Is Google squeezing every penny out of advertisers? These slides dive into accusations that Google manipulates search ad auctions, potentially leading to higher advertising costs for everyone, and impacting competition and user experience in online advertising.
This post summarizes excerpts from a recent lawsuit filed by the US Department of Justice (DOJ) and several states against Google. The lawsuit focuses on Google’s practices within search ad auctions, a key area of their advertising business.
In this post, we share some of the allegations of how Google, as a dominant player in the online advertising market, might be manipulating these auctions to potentially raise prices for advertisers.

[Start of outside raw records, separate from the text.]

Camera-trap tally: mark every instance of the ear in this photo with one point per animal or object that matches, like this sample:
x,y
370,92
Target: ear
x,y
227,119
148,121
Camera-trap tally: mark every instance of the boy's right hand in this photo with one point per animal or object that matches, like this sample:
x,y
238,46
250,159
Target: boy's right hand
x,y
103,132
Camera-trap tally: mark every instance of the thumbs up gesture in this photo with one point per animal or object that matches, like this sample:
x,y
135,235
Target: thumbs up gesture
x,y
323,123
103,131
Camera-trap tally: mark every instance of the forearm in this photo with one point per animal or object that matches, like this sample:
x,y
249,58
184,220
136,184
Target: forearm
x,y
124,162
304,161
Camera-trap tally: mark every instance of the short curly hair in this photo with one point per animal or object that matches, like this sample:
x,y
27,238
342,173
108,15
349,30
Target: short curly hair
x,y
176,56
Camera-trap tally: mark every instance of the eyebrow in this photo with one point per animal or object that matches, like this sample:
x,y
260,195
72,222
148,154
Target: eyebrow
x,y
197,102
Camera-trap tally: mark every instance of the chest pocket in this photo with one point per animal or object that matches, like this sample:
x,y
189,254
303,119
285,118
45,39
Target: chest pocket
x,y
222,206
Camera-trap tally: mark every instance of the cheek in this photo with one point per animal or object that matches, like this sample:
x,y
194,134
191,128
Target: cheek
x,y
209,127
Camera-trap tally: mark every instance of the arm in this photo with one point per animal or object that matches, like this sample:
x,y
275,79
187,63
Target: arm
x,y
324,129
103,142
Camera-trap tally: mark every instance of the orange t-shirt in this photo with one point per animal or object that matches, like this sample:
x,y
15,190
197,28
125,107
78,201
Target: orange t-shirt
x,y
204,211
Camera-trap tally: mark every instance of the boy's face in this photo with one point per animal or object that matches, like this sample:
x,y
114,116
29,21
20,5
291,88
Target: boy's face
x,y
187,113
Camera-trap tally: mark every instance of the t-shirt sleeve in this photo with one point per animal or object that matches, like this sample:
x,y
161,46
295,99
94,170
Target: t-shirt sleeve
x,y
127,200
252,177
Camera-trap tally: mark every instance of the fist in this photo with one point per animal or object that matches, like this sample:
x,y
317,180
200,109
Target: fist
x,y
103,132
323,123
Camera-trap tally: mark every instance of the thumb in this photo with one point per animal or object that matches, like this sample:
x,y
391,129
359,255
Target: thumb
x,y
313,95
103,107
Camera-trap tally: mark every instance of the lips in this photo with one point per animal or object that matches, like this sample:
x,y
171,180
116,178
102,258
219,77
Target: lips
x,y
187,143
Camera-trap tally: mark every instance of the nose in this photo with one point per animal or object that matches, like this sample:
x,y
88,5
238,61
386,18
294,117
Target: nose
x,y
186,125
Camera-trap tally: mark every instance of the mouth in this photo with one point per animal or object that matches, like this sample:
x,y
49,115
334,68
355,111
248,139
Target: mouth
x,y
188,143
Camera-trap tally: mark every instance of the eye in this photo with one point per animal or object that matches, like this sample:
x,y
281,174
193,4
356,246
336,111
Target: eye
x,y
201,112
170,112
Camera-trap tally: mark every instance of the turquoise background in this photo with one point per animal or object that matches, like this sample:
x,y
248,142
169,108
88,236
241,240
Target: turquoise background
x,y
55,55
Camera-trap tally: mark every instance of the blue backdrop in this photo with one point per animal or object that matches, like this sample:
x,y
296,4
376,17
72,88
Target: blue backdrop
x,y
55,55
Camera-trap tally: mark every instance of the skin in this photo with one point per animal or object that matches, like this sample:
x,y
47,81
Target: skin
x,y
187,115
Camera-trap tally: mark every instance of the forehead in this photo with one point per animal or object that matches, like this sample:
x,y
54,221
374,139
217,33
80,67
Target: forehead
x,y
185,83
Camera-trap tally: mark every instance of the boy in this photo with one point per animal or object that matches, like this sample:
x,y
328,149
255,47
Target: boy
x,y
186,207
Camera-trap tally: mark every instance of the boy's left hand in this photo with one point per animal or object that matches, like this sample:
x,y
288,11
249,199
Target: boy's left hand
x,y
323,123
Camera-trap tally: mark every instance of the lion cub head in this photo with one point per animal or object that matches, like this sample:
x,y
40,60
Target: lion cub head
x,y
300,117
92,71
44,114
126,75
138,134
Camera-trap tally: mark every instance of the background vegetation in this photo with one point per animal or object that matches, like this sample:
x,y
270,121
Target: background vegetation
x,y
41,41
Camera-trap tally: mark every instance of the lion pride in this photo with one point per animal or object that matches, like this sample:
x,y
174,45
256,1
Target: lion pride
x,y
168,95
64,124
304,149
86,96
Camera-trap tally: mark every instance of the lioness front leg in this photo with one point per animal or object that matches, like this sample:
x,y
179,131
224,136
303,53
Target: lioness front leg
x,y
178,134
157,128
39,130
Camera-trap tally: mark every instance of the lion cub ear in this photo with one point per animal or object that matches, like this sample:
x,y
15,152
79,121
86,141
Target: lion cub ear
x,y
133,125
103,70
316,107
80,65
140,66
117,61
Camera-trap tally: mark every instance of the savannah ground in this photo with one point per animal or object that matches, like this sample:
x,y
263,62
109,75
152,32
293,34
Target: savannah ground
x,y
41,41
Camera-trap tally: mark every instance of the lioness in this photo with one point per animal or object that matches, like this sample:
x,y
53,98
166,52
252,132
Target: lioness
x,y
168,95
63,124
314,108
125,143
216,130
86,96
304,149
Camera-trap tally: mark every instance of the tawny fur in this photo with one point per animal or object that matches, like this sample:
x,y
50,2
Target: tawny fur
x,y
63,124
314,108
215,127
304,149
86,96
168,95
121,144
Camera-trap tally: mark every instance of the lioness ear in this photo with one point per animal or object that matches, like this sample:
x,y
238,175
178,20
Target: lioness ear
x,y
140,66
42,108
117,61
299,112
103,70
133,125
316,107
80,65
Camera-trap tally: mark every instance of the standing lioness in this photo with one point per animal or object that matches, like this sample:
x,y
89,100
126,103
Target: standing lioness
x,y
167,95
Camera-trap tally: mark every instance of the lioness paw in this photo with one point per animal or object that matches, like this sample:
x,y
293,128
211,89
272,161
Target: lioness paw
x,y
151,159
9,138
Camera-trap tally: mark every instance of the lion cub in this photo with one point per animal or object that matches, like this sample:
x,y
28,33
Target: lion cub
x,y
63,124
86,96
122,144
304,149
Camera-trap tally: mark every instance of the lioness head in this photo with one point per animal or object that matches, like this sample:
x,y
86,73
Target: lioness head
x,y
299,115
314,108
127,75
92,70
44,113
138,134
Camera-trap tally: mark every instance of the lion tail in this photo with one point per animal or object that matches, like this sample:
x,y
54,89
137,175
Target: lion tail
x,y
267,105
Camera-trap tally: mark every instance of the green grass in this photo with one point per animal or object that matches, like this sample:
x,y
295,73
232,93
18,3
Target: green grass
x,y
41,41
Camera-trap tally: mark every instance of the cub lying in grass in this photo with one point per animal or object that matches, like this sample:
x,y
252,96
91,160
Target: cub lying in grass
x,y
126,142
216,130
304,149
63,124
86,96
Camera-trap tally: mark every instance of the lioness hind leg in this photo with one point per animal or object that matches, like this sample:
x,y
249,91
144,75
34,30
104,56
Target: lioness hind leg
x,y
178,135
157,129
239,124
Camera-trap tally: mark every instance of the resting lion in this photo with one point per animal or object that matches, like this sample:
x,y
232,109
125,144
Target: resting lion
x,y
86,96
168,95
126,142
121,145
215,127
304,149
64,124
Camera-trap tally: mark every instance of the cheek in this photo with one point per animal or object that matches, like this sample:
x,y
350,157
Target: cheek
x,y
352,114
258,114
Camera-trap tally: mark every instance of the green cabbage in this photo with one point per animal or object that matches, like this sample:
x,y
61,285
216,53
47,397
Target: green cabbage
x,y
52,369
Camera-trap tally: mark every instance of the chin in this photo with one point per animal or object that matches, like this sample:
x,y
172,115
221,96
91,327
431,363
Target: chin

Google’s Match-Type Expansions and Increased Advertising Costs
Google’s implementation of “match-type expansions” in search advertising has led to higher prices for advertisers. The key points are:
- Match-Type Expansions: Google automatically expands the reach of advertiser keywords, potentially showing ads for searches with broader meanings than intended.
- Thicker Auctions: This increased reach leads to more advertisers competing in each auction for ad placement, making the auctions “thicker.”
- Higher Prices: With more competition, the cost per click (CPC) for advertisers is expected to rise. Experts and internal Google documents are cited to support this claim.
- No Opt-Out: Advertisers cannot opt out of match-type expansions, leaving them with limited control over their ad placement.
Google Limits Advertiser Visibility into Search Queries
Google Ads has reduced the number of search queries advertisers can see in their reports. This lack of transparency makes it harder for advertisers to manage their campaigns effectively.
Here are the key points:
- Reduced Query Visibility: Google has limited the number of queries shown in search term reports, making it difficult for advertisers to see which specific searches triggered their ads.
- Impact on Advertisers: This reduces advertisers’ ability to identify and exclude irrelevant searches (negative keywords) that might not be converting well. Essentially, advertisers are “buying” clicks without knowing exactly what triggered them.
- Privacy Concerns as a Pretext: Google’s explanation of privacy concerns is a weak excuse. Anonymized and aggregated query data has been available before, and there seems to be no new privacy risk.
- Analogy: It compares the situation to buying a product in a supermarket without knowing what it is, highlighting the lack of information advertisers have about where their ad spend is going.
Google’s Monopoly & Potential Manipulation of Search Ad Prices
- Google’s Control Mechanisms: Google admits to having “knobs and tunings” that can impact pricing, suggesting they can adjust algorithms to raise prices.
- Redefining “Fair Prices” as Higher Prices: Google seems to define “fairer” prices as simply higher prices, potentially benefiting Google at the expense of advertisers.
- Internal Revenue Focus: An internal Google communication refers to a “code yellow” for search revenue, suggesting a focus on increasing revenue even if it means raising prices.
- Profitable Price Increases: Google executives acknowledge that price increases have led to higher revenue for Google, even at increases of 10-15%.
- Historical Price Increases: Data shows that Google search ad prices have indeed increased significantly over the past decade.
- High Profitability: Google’s search advertising business is portrayed as incredibly profitable, suggesting they have room to adjust prices without significantly impacting their bottom line.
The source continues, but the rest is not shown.